The Chinese village leader who assaulted local officials and burned down a township government building this January has been given a life sentence, according to his family and lawyer.

Gao Jinghe, the head of a small hamlet some 140 miles northeast of Beijing, was found guilty of trying to kill the leader of his local township by stabbing him in the face and setting him on fire with gasoline. In the same incident on Jan. 15, Gao is also said to have used a pig-slaughtering knife to wound the Chinese Communist Party secretary of Liuzhangzi Township, which sits near the village of Beitai that Gao oversaw until his outburst of violence.

None of the injuries were life threatening, though the township leader reportedly suffered extensive burns. A third person was slightly injured by Gao in the melee.

The verdict against Gao was passed by a court in Hebei Province, which surrounds Beijing, on April 16 but not communicated officially to his family until April 23. Gao’s lawyer said he expected him to serve 12 or 13 years before possibly being released.

Although the details of the attacks were not in dispute, many people interviewed in Beitai by McClatchy later in January were supportive of Gao after his arrest.

He had led an unsuccessful fight to invalidate agreements brokered by his predecessor that granted rights for village timberland to several businessmen. There were widespread complaints in Beitai that the deals were nontransparent, if not completely corrupt. Suspicions of wrongdoings by local officials and their allies, especially on matters of land and money, are common in China.

“The officials are protecting each other, there are financial interests,” said Gao Jinlong, Gao Jinghe’s nephew, in a phone interview on Wednesday.

Allegations of wrongdoing in the real estate transactions were brought up during Gao’s three-and-a half hour trial on April 10 as possible motivation for the bloodshed, said Gao’s Beijing-based lawyer, Hao Hongwei.

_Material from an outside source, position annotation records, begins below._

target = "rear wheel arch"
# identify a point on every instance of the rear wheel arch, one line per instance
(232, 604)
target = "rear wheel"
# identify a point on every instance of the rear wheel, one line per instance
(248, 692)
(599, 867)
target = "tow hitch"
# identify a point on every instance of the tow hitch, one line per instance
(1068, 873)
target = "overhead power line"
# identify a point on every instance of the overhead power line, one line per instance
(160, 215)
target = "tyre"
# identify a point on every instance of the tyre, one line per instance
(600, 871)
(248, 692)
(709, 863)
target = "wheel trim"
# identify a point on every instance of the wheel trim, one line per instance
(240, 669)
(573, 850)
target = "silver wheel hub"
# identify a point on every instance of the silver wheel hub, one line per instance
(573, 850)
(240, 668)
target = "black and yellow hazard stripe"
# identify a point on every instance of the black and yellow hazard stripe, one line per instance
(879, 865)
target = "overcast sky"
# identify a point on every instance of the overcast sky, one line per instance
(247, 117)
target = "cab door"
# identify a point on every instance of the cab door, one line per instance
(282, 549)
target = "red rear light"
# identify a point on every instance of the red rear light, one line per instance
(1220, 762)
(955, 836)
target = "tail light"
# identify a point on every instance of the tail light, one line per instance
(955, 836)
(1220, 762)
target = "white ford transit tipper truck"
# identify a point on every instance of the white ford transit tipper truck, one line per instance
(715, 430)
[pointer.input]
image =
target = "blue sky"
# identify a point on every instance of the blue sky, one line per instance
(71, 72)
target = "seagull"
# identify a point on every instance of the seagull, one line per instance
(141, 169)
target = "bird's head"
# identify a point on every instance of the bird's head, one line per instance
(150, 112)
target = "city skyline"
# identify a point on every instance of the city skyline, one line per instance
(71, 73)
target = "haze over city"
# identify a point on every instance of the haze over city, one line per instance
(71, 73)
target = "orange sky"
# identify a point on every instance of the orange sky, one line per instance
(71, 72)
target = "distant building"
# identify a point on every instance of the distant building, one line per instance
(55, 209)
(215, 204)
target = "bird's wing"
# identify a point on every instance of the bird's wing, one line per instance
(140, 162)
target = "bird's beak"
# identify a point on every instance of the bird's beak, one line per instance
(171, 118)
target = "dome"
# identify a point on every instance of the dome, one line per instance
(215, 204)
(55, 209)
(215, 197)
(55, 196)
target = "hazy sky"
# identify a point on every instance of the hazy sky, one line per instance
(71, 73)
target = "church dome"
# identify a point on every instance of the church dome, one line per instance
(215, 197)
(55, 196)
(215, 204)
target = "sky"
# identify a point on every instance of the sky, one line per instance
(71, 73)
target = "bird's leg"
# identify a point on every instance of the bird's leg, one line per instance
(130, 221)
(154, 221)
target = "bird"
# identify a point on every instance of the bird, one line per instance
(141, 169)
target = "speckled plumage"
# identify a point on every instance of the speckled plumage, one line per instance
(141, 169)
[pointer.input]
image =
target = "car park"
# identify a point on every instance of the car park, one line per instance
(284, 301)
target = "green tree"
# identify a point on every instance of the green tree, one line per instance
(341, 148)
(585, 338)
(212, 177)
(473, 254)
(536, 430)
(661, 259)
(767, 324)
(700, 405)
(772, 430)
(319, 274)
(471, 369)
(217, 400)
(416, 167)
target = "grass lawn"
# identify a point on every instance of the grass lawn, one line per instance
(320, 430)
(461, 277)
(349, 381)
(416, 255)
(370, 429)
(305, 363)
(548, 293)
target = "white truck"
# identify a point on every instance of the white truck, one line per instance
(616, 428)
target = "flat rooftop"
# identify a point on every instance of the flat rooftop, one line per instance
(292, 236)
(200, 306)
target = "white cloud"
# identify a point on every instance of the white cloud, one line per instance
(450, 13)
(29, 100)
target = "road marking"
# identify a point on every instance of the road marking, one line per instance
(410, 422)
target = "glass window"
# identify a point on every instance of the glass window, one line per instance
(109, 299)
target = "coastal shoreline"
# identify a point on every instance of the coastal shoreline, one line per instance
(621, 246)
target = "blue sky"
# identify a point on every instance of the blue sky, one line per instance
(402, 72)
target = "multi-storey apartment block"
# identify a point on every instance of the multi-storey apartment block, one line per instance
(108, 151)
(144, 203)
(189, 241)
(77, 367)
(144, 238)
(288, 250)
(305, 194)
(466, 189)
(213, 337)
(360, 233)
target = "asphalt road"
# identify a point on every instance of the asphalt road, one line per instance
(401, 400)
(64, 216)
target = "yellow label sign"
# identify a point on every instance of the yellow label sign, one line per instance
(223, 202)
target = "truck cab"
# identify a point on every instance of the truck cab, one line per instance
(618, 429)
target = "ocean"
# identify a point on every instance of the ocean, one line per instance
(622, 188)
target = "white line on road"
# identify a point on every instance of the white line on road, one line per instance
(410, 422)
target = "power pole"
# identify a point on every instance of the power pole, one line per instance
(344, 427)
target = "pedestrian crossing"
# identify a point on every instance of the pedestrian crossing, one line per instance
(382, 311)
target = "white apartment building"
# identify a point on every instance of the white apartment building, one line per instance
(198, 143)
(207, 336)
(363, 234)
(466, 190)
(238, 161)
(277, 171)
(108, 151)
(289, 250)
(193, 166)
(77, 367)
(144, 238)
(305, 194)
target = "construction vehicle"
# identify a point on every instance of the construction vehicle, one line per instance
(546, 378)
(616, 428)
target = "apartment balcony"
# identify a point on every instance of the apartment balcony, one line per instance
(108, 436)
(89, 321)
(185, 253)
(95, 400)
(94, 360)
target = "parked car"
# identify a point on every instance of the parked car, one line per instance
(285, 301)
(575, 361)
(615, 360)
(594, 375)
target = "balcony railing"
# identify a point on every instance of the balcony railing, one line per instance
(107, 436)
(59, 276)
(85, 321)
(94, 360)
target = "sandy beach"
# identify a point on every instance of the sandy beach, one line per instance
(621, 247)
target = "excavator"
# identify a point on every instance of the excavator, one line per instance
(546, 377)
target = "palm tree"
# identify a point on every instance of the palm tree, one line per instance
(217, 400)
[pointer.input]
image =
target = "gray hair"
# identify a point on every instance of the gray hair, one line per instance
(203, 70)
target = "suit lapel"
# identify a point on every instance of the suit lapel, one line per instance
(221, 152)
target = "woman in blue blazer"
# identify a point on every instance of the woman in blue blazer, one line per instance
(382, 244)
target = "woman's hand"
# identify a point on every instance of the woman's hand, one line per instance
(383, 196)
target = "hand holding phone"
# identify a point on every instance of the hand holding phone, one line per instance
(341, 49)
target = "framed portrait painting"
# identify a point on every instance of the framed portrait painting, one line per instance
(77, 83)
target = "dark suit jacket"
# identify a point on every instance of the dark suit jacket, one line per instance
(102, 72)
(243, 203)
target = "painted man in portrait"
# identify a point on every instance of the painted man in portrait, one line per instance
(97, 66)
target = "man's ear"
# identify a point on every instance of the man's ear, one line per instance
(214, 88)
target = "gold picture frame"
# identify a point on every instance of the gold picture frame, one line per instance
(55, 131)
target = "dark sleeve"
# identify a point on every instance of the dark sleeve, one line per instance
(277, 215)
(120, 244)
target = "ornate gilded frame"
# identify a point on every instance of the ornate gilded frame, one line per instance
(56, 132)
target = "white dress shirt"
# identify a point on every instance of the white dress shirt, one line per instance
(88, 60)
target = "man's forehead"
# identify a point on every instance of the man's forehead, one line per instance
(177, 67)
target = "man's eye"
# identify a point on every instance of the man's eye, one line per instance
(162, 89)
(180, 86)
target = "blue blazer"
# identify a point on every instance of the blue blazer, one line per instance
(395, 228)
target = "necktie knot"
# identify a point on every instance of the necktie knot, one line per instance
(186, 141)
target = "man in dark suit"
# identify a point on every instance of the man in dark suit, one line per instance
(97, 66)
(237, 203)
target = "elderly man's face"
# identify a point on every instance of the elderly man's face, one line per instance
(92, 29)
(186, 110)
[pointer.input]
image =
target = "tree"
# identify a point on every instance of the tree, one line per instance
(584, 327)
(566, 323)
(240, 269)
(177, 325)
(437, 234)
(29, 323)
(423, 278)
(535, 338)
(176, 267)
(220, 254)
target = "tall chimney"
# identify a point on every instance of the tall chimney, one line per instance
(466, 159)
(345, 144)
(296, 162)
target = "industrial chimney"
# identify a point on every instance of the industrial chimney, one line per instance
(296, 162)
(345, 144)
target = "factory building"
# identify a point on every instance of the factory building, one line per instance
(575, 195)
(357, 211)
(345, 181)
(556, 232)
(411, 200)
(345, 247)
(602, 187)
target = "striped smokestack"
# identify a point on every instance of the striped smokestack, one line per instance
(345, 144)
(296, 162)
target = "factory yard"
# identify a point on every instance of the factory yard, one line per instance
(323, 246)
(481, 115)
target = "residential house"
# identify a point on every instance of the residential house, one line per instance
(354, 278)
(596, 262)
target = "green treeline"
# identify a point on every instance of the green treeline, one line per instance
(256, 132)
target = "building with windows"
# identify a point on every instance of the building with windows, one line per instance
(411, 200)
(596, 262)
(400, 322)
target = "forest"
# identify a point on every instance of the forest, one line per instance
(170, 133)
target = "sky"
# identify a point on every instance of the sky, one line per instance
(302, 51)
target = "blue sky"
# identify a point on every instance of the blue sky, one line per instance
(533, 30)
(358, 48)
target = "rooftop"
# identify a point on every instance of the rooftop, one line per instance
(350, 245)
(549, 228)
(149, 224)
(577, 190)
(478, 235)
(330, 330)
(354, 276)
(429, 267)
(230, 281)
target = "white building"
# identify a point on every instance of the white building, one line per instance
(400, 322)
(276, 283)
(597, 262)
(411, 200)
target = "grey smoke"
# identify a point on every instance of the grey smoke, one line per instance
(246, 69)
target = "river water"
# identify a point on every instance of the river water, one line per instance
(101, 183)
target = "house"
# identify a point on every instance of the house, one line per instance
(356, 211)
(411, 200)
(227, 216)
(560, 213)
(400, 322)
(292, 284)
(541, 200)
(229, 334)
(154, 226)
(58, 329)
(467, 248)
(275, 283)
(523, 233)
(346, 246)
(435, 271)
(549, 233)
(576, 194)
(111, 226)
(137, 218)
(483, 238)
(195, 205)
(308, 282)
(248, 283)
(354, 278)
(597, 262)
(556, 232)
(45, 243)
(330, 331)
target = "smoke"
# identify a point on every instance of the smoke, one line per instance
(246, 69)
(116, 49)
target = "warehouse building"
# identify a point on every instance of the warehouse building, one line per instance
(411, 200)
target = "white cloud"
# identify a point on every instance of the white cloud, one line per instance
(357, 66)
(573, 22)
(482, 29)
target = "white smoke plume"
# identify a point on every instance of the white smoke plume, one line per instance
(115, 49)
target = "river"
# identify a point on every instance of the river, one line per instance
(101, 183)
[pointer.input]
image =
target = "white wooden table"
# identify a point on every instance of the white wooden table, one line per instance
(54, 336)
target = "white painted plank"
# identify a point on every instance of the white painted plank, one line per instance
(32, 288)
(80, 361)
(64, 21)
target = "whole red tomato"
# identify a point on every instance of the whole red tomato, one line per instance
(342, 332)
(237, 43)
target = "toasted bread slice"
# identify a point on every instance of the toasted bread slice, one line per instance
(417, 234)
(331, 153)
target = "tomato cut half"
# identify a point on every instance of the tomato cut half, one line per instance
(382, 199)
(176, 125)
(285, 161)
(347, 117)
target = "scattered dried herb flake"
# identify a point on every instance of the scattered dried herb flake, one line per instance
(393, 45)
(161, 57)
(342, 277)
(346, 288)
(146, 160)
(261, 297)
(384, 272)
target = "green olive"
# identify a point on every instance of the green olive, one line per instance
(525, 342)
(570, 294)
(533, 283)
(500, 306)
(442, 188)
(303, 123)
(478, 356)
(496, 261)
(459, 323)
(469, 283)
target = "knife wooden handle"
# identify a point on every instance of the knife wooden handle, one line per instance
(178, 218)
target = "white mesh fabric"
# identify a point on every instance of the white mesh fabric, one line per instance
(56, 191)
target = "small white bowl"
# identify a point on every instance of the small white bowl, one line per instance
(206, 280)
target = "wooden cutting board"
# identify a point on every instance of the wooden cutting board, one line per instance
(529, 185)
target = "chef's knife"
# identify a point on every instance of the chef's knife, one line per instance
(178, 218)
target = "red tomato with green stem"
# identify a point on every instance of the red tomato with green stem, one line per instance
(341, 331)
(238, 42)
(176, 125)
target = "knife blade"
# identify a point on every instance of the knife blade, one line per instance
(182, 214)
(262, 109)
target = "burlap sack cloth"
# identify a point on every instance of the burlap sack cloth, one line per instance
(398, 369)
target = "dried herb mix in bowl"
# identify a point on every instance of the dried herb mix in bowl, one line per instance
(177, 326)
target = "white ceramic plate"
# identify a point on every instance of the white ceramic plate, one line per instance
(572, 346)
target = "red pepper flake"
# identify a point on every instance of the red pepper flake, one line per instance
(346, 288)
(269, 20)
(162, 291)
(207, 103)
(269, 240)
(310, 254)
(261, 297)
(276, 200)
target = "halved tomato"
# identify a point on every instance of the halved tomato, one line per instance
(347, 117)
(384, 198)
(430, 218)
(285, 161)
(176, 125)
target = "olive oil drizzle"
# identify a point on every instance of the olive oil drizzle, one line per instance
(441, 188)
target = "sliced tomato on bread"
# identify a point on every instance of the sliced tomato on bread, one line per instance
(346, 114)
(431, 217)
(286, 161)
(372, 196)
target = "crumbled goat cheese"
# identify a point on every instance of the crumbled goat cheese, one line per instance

“But Gao Jinghe was not very satisfied with the responses from the county and the township,” in giving particulars of the deals, Hao said.

During the trial, Gao said that he’d carried a knife and bottle of gasoline to the township government offices only to scare officials, not to kill anyone, according an account in The Beijing News, a state-controlled publication.

The newspaper noted the court was not swayed by that version of events.

In addition to a life sentence for arson and the attempted murders, Gao was ordered to pay 449,417 yuan, about $71,275, in damages for torching the township building. Hao, the lawyer, said that Gao decided not to appeal the ruling both because he’d run out of money to do so and he did not expect a different decision from higher-level courts.

Asked about Gao’s attitude during the proceedings, Hao explained that, “he didn’t apologize, but he felt regret.”